What if your most dreaded question is when someone asks you, “How does that make you feel?”
What if your go-to answer for the question is, “I don’t know”?
Because you truly don’t.
You might know it when you are feeling angry, feeling ‘good’, or ‘bad’, but you can’t explain how you feel beyond that. You might look at the emotion wheel and start feeling dizzy because there are 10 times more emotion words than you have used to describe your own feelings throughout your entire life.
How do people know what they are feeling inside, exactly?
This is what many people with alexithymia experience – an emotional blindness. Alexithymia is defined as difficulties in recognising, distinguishing and describing feelings from the bodily sensations of emotional arousal.
Here comes the problem with alexithymia: How do we begin to regulate our emotions when we don’t know that we need to?
Challenges in picking up on the different emotional states and intensities would mean that emotions might build up until they reach a distressing level before there is any awareness of their presence.
So, people with this trait could seem like they tend to jump from 0 to 100 in a split second and draw unwanted attention to themselves, leading to more stress and anxiety.
Struggles in this area also tend to be distressing and anxiety provoking because people experiencing it do not have the appropriate language to express how they feel.
It would mean they cannot “empty their chest”, or go into problem solving mode (how could anyone solve something when they don’t really understand what it is?) or to get the help they need because they have trouble articulating what they are struggling with.
Experiencing alexithymia doesn’t mean that a person can’t answer questions such as ‘what would person A most likely be feeling in scenario X?” Most people could learn to answer questions like these.

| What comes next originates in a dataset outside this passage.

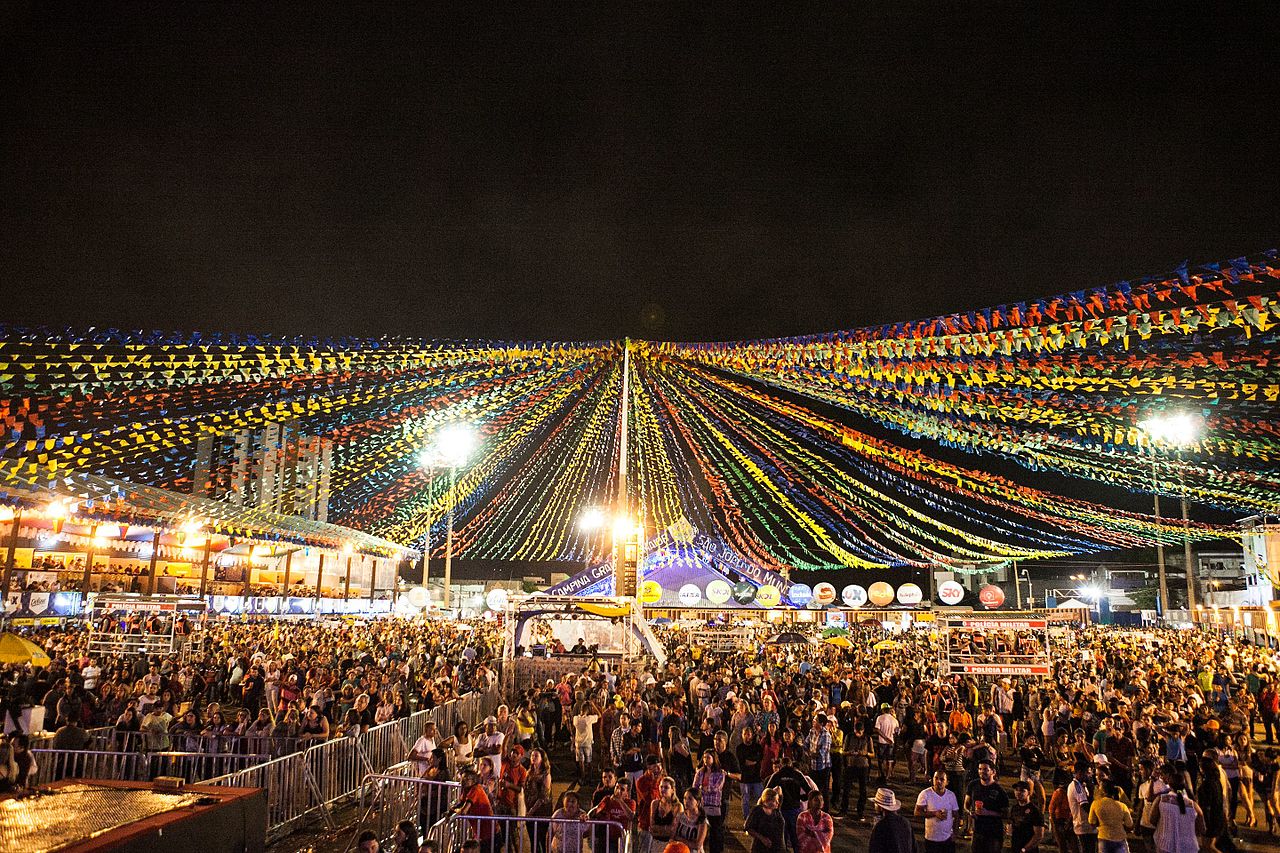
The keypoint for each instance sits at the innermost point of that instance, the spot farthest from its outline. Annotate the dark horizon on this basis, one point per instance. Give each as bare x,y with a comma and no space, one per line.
654,173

But do they know how sadness or disappointment feels in their bodies as they are experiencing those emotions?
Interestingly researchers studying brain activity using functional magnetic resonance imaging (fMRI) found that by simply being able to correctly label the emotions that we are feeling, negative emotional responses can be significantly reduced when we are being exposed to negative emotion triggers.
What is more, emotional labelling produces a pattern of neural responses similar to those seen when a person engages in intentional emotional regulatory strategies taught in Cognitive Behavioural Therapy (CBT), such as cognitive reappraisal.

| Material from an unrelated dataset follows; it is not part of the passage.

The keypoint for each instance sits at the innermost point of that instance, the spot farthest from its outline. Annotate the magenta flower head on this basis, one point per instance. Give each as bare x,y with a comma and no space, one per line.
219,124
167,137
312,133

It does not mean that we no longer fear the emotions when we are able to label it correctly but that we no longer react involuntarily to, or experience distress from, these emotions as much as we would have without being able to label our emotions.
What many of us might take for granted – recognising and naming emotions as we are experiencing them – may be a huge challenge for those with alexithymia. If this describes what you, or someone around you, is struggling with, you can get in contact with me, or a psychologist who understands the condition well, to discuss this further in session.
Do you know?
Alexithymia affects an estimated 40-50% of individuals with Autism Spectrum Disorder (ASD).